Open your ears for a night on which traditional worldly folk forms get imaginatively retouched for the now, by players with the wisdom and the chops to keep their expressive magic intact: Andy Moor & Yannis Kyriakides explore and honour the deep-cut melancholy of Greek rembetika music, while The Family Elan play ravishing world-trad-psych with a Northern English heart. Music of the old world reframed the right way, all love and precious little sentiment. The evening opens with a screening of Yannis Kyriakides's haunting text/sound film 'Varosha'.

Andy Moor (guitar) & Yannis Kyriakides (electronics) lovingly pick apart their favourite rembetika music at the seams, in an unusual and original take on the so called “blues” music of the Greek diaspora of the early 20th century. Known for his more frenzied axe work with The Ex, here Moor’s guitar adopts a lilting Balkan folk chime, finding a perfect sonic foil in Kyriakides, who delicately recasts seeds of the original music across Moor’s fertile groundwork. The result is by turns tender, soulful and sonically arresting.

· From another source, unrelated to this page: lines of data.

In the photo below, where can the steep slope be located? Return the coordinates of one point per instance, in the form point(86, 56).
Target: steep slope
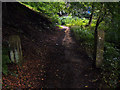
point(28, 24)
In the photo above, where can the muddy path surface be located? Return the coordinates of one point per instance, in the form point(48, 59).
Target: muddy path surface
point(67, 66)
point(52, 60)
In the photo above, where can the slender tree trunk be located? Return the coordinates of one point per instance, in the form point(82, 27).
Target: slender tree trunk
point(90, 20)
point(95, 41)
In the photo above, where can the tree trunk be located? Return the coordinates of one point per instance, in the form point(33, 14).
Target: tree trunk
point(95, 41)
point(90, 20)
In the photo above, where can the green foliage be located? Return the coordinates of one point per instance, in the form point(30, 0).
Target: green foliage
point(111, 65)
point(73, 21)
point(5, 60)
point(85, 37)
point(50, 9)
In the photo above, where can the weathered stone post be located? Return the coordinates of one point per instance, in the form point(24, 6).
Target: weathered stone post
point(100, 48)
point(15, 49)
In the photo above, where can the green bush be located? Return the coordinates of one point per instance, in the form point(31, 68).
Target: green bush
point(111, 65)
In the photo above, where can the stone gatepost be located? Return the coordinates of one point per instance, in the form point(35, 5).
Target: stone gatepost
point(15, 49)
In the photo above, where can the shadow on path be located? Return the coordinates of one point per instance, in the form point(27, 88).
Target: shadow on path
point(67, 66)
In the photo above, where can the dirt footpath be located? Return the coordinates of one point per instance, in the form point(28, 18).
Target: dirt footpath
point(67, 66)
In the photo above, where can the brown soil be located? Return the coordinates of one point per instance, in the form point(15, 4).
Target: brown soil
point(51, 59)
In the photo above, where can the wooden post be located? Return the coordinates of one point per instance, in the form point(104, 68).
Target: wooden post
point(15, 49)
point(100, 48)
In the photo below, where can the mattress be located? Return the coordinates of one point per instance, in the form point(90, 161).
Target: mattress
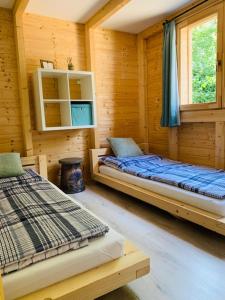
point(203, 202)
point(55, 269)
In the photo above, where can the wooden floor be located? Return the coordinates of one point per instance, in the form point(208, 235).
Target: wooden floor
point(187, 261)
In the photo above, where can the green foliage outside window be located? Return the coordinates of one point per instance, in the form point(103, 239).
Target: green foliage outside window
point(204, 49)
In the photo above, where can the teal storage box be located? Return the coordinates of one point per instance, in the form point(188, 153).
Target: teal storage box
point(81, 114)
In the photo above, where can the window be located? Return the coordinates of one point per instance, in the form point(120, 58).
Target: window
point(199, 60)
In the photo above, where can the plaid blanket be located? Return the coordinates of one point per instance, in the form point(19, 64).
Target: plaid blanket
point(38, 222)
point(206, 181)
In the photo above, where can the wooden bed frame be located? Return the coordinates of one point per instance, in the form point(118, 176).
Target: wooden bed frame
point(206, 219)
point(97, 281)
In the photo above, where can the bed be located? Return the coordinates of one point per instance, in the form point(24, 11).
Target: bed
point(185, 205)
point(118, 262)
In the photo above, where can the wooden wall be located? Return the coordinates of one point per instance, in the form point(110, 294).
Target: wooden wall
point(116, 84)
point(116, 81)
point(10, 119)
point(196, 141)
point(55, 40)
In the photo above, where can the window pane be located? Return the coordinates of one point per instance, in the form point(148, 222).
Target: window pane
point(204, 50)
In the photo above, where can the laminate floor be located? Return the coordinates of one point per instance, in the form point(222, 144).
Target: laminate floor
point(187, 261)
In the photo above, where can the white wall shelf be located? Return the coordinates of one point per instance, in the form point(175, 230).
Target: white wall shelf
point(64, 99)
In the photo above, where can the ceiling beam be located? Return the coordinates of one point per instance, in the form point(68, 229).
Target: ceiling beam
point(106, 12)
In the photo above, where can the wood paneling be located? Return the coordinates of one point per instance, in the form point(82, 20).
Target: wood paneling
point(55, 40)
point(116, 80)
point(10, 117)
point(196, 141)
point(117, 84)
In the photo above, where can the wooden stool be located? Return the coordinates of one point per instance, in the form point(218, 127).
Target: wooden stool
point(71, 175)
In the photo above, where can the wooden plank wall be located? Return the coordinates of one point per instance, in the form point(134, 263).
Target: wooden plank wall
point(116, 84)
point(196, 141)
point(10, 118)
point(116, 81)
point(55, 40)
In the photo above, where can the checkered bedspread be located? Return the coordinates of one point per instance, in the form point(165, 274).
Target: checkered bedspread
point(38, 222)
point(206, 181)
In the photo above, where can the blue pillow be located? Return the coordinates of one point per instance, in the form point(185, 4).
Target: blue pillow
point(124, 147)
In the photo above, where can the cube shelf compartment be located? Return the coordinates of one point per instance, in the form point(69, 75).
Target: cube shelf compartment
point(64, 99)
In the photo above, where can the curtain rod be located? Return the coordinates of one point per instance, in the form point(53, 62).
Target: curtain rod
point(186, 11)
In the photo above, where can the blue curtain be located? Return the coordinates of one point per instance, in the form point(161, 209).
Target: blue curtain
point(170, 95)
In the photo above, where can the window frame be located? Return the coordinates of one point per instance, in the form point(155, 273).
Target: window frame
point(192, 21)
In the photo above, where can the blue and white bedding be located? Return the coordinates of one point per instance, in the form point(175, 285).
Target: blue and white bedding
point(202, 180)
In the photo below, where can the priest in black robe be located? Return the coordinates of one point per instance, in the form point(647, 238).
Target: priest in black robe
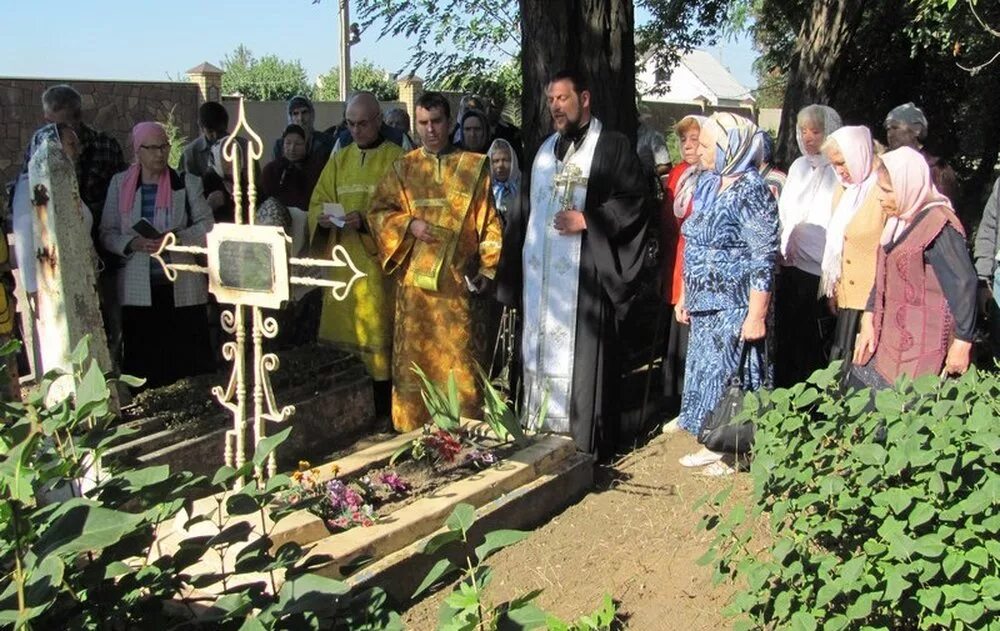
point(571, 262)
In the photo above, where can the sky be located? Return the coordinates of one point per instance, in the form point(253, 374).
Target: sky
point(157, 41)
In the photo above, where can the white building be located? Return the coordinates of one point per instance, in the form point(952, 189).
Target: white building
point(698, 78)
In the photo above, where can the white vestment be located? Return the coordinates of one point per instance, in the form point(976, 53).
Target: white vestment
point(551, 282)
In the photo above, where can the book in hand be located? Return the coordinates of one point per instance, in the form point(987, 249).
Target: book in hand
point(145, 229)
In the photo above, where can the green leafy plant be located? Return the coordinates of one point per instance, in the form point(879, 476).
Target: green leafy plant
point(79, 536)
point(874, 519)
point(445, 438)
point(466, 607)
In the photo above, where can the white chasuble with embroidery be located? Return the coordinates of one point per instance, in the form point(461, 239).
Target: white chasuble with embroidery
point(552, 278)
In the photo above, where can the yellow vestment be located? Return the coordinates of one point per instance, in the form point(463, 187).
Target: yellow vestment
point(439, 326)
point(362, 323)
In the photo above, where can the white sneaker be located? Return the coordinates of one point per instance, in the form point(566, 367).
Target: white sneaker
point(673, 426)
point(700, 459)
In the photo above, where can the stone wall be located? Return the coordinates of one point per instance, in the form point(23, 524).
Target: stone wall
point(110, 106)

The Family Elan is the vehicle of Chris Hladowski, who has collaborated extensively with A Hawk and A Hacksaw, as well as playing with such groups as Nalle, The One Ensemble of Daniel Padden, and Scatter. Based in Bradford, with an ever changing line-up, the current incarnation of FE features Harry Wheeler on bass and Mark Hearne on percussion, alongside Hladowski’s electrified bouzouki and Turkish baglama, being a conduit for the psych sounds you only ever heard on record before.

Drawing on international folk forms, fused through original song-smithery, The Family Elan continue to quietly carve a niche for themselves as one of the most forward thinking groups on the fringes of both the “world music” and “DIY” scenes in the UK.

'Varosha' is an evocative short by Yannis Kyriakides about the tourist suburb of Famagusta in Northern Cyprus, which was totally abandoned when the country split in 1974. Text culled from archival journalistic reports plus a soundtrack ranging from brooding electronics to 70's Cypriot pop hits captures the eerie, post-apocalyptic atmosphere of this ghost town.